The role of \( \mathrm{K}_4\mathrm{Fe}(\mathrm{CN})_6\) in chemical reactions often involves its iron component, which reacts under specific conditions to form complex structures such as Prussian blue.
In our scenario, \( \mathrm{K}_4\mathrm{Fe}(\mathrm{CN})_6\) provides ferrocyanide ions (\( \mathrm{Fe}(\mathrm{CN})_6^{4-}\)) necessary to react with ferric ions from \( \mathrm{FeCl}_3\). For any reaction to take place, sufficient movement of these ions across the semipermeable membrane is essential, highlighting the importance of osmosis in this process.

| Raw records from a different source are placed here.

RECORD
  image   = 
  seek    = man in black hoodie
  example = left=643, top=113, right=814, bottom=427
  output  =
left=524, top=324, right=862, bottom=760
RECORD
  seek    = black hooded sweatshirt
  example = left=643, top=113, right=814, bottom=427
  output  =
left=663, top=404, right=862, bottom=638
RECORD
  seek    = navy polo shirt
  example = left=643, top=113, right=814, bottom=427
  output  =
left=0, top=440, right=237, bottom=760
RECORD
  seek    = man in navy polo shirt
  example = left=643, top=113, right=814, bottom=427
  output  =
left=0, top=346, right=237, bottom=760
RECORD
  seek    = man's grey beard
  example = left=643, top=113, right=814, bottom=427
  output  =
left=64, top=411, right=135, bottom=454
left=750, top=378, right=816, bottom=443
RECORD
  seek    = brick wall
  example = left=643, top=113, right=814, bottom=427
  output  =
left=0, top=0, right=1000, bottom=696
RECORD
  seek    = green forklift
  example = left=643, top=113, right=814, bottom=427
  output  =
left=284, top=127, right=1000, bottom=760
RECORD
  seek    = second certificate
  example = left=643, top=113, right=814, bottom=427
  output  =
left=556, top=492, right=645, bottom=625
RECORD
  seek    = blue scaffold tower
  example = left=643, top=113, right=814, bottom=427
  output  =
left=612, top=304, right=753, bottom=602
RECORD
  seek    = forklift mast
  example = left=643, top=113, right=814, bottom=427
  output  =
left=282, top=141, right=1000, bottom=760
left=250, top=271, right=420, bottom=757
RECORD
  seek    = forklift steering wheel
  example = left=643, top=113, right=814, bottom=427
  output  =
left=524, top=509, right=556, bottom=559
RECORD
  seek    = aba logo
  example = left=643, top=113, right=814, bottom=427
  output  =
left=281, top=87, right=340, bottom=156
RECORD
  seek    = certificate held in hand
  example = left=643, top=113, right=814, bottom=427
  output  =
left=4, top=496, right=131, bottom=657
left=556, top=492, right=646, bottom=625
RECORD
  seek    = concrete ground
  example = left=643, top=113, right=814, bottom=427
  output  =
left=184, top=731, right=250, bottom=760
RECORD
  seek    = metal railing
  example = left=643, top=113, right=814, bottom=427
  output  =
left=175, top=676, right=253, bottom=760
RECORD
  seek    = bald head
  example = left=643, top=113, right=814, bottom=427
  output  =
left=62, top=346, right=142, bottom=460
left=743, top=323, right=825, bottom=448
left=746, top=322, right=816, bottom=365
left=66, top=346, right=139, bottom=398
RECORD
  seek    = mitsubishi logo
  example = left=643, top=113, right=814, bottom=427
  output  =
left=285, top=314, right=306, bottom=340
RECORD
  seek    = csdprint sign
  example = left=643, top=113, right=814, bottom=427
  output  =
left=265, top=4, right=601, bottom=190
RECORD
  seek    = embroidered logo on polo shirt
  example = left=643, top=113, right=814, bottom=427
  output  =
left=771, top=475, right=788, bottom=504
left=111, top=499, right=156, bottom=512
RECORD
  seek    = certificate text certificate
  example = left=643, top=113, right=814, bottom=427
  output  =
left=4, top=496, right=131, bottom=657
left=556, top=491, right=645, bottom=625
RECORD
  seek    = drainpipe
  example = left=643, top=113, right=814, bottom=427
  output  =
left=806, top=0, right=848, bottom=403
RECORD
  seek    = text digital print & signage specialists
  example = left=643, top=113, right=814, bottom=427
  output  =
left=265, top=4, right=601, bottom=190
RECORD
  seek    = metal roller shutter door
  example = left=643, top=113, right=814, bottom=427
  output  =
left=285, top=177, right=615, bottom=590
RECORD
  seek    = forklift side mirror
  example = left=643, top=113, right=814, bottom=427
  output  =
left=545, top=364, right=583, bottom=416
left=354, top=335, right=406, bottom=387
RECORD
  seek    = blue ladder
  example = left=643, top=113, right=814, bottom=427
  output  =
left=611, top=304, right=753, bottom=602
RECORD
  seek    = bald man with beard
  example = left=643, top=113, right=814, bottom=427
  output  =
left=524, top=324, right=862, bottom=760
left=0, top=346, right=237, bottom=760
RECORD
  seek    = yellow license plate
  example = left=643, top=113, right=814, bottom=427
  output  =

Prussian blue is a deep blue pigment formed when \( \mathrm{FeCl}_3\) reacts with \( \mathrm{K}_4\mathrm{Fe}(\mathrm{CN})_6\). The chemical reaction results in the formation of a complex known as ferric ferrocyanide. Prussian blue is famous not only for its color but also as an indicator in many chemical reactions.
This pigment forms when ferric ions (\( \mathrm{Fe}^{3+}\)) from \( \mathrm{FeCl}_3\) combine with ferrocyanide ions (\( \mathrm{Fe}(\mathrm{CN})_6^{4-}\)) from \( \mathrm{K}_4\mathrm{Fe}(\mathrm{CN})_6\).

• The resulting reaction can be represented by the following equation:

\[4 \mathrm{FeCl}_3 + 3 \mathrm{K}_4 \mathrm{Fe}(\mathrm{CN})_6 \rightarrow \mathrm{Fe}_4[\mathrm{Fe}(\mathrm{CN})_6]_3 + 12 \mathrm{KCl}\]
In settings where a semi-permeable membrane is present, Prussian blue may not form immediately. Instead, as osmotic pressure increases and more solutes cross the membrane, the concentration may eventually reach a level where this deep blue precipitate forms prominently on the side with higher solute concentration.

A semi-permeable membrane is a critical component in the study of osmosis. This type of membrane allows only certain molecules or ions to pass through while blocking others. The most common molecules to pass through are water molecules, while larger solute particles are retained.
In reactions involving \( \mathrm{FeCl}_3\) and \( \mathrm{K}_4\mathrm{Fe}(\mathrm{CN})_6\), a semi-permeable membrane acts to separate these two reactants initially. This separation ensures that a spontaneous reaction does not occur early on, as the membrane restricts direct contact between the two solutes.
Osmosis causes water to move from a region of lower solute concentration to higher solute concentration through this membrane. As the water moves, it can carry some solute molecules along with it, slowly creating conditions favorable for reactions like the formation of Prussian blue. Over time, the accumulation of solutes on one side can alter concentrations sufficiently to drive the intended reaction.